El domingo se perfilaba así, como cualquier otro tirada en la cama viendo la repetición de los estrenos de las series, pero me llamaron al deber. En la noche teníamos que ir a comer con unos clientes españoles.
De verdad, no me hacía ninguna gracias salir, el vegetanismo dominical es un placer que raramente me puedo dar y lo estaba disfrutando demasiado, pero bue... tampoco me iba hacer de rogar demasiado ante la idea de ir a comer rico a algún lugar de mi elección. Sí, por suerte, yo tenía que hacer la reserva y escoger el lugar perfecto para agasajar a nuestros invitados.
Pensé en varios lugares, pero para mi sorpresa estaban todos cerrados el domingo en la noche, yo no sé si me quedé en el pasado, pero antes los restaurantes y bares cerraban el día lunes. En fin, el cuento es que finalmente acepté el muy sabio consejo de mi amiga Ine y reservé en el NoSo.
El hotel W, tan mentado y tan In que está, en el cuarto piso tiene tres restaurantes, el NoSo, el Osaka, la Terraza y el bar Whisky Blue. Todos con decoraciones maravillosas, iluminación baja y cálida, que invitan a quedarse eternamente.
Lo que más me gustó del Noso, (aquí mi marido sonreirá) es la cocina a la vista, el orgásmico refrigerador es una pieza más en una decoración, moderna, acogedora y elegante.
En este ambiente tan cuidado y con clientes a los cuales atender, me sentí un poco huasa tomando fotos a cuanto plato pude, pero en fin, la vergüenza me duró menos que las ostras que pedimos para comenzar, junto con un plato lleno de mariscos y ceviches para compartir.

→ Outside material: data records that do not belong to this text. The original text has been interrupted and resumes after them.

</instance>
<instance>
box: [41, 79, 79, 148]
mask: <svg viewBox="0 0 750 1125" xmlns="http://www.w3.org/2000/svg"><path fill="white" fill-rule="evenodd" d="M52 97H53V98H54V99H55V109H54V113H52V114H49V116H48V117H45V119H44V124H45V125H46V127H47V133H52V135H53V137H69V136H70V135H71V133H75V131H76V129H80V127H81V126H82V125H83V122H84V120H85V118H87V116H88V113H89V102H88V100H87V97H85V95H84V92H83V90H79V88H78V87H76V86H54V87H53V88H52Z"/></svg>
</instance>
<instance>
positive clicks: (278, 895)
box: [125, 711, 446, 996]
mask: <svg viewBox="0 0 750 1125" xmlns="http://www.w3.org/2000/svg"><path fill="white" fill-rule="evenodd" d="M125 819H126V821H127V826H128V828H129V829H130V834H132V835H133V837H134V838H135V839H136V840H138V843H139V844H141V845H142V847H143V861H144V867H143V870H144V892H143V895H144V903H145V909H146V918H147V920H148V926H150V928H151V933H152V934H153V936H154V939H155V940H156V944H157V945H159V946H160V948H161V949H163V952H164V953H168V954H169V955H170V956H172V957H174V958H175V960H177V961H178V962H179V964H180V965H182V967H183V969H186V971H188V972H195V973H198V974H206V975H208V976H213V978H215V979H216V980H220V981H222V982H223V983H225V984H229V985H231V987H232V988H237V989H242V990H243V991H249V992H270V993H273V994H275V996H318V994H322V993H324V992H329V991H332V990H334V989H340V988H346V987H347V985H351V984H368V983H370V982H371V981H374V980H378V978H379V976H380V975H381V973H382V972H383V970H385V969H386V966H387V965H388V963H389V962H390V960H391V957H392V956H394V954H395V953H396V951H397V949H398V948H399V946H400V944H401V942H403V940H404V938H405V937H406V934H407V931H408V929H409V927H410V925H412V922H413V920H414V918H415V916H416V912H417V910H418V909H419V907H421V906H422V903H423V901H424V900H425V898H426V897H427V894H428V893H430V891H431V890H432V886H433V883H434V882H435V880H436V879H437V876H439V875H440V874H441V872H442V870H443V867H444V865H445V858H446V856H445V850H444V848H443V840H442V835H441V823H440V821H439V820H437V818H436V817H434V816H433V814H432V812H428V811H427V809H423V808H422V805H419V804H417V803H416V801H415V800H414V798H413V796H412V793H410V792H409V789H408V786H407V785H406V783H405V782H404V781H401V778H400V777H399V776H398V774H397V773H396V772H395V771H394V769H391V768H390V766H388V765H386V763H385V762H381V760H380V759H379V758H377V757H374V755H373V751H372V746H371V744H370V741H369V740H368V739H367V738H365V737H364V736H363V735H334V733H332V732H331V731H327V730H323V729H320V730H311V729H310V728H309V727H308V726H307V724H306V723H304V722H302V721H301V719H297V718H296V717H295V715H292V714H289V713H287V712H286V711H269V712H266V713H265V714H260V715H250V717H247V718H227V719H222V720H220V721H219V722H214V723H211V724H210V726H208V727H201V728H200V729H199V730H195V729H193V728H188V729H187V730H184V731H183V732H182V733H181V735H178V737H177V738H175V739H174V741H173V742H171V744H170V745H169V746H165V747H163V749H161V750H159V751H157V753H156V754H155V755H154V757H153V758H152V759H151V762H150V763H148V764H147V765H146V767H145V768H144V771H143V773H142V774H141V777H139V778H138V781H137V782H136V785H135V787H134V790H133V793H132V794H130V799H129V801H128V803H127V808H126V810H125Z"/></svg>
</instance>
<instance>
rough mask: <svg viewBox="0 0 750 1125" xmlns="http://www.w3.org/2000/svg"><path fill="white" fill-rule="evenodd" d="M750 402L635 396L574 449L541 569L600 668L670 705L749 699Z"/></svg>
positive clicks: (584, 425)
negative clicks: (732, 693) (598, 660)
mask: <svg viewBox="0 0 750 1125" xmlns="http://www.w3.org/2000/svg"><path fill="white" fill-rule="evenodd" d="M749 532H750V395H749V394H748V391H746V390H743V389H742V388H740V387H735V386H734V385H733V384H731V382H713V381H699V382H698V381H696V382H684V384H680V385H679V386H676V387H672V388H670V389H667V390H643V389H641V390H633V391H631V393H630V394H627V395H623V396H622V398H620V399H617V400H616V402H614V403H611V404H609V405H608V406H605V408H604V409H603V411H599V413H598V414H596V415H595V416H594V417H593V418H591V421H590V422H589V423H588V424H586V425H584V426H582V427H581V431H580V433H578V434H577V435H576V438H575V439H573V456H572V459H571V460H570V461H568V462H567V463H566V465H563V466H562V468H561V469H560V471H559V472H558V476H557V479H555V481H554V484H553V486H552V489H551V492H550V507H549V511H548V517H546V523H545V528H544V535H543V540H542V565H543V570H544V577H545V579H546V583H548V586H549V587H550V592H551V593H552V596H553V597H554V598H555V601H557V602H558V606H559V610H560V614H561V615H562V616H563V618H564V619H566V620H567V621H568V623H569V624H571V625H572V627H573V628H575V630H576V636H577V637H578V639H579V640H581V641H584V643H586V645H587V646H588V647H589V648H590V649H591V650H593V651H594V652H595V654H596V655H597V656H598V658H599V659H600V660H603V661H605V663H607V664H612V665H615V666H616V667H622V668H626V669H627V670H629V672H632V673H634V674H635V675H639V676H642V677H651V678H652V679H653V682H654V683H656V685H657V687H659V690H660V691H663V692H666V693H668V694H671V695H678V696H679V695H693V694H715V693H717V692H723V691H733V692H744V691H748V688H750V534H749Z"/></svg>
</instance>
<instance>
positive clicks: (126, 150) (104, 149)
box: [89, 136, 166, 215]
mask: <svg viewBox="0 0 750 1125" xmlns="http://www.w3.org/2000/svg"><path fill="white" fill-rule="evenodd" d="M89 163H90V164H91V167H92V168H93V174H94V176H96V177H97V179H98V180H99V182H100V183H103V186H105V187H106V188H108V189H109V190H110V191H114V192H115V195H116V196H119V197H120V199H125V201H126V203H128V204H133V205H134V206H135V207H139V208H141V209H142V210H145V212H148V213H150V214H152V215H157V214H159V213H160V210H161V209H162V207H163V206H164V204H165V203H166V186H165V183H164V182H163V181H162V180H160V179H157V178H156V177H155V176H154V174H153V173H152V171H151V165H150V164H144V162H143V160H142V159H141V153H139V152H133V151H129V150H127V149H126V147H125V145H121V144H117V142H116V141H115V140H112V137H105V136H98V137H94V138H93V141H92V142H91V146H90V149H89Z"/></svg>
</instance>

Todo estaba fresco, bien presentado y delicioso. Luego nos dieron un gazpacho de mango, aceite de oliva y albahaca para limpiar el paladar, para recibir el plato de fondo.
El asunto estuvo dividido en dos, unos optaron por el cordero patagónico con papines andinos al romero y chalotas confitadas y nosotros que pedimos el cerdo confitado lentamente en soya y miel acompañado de puré de papas camote y nabo. El cordero estaba en su punto y el romero le daba el toque enloquecedor al plato. El cerdo estaba delicioso, el olor me traía loca antes si quiera de probarlo. Mi única crítica a este plato es que se vuelve empalagoso, al final todo es dulce y yo en lo personal hubiese preferido algo que contrastara el sabor del cerdo, ya dulce con la miel.


De postre, algunos sencillamente pasaron, yo en mi bien asumido papel de degustadora, tuve que pedir... Como no me pude decidir por ninguno opté por la selección de postres del chef y otro goloso por ahí pidió uno que se llama contrastes de chocolate.


El mío estaba rico y delicado, el otro no lo pude probar, no creo que le hubiese caído muy bien al cliente que yo le cuchareara el postre. El resto se pidieron un café, el cual vino a compañado, de lo que yo definiría como la delicadeza máxima...

En resumen, si uno se quiere lucir y hasta encandilar, este es el lugar. Comida francesa con un twist, muy rica y me gustaron los detalles, pero la atención es floja, varias veces tuvimos que servirnos nosotros mismos el vino y en general se tomaron demasiado tiempo para todo, espero que eso haya sido porque era domingo.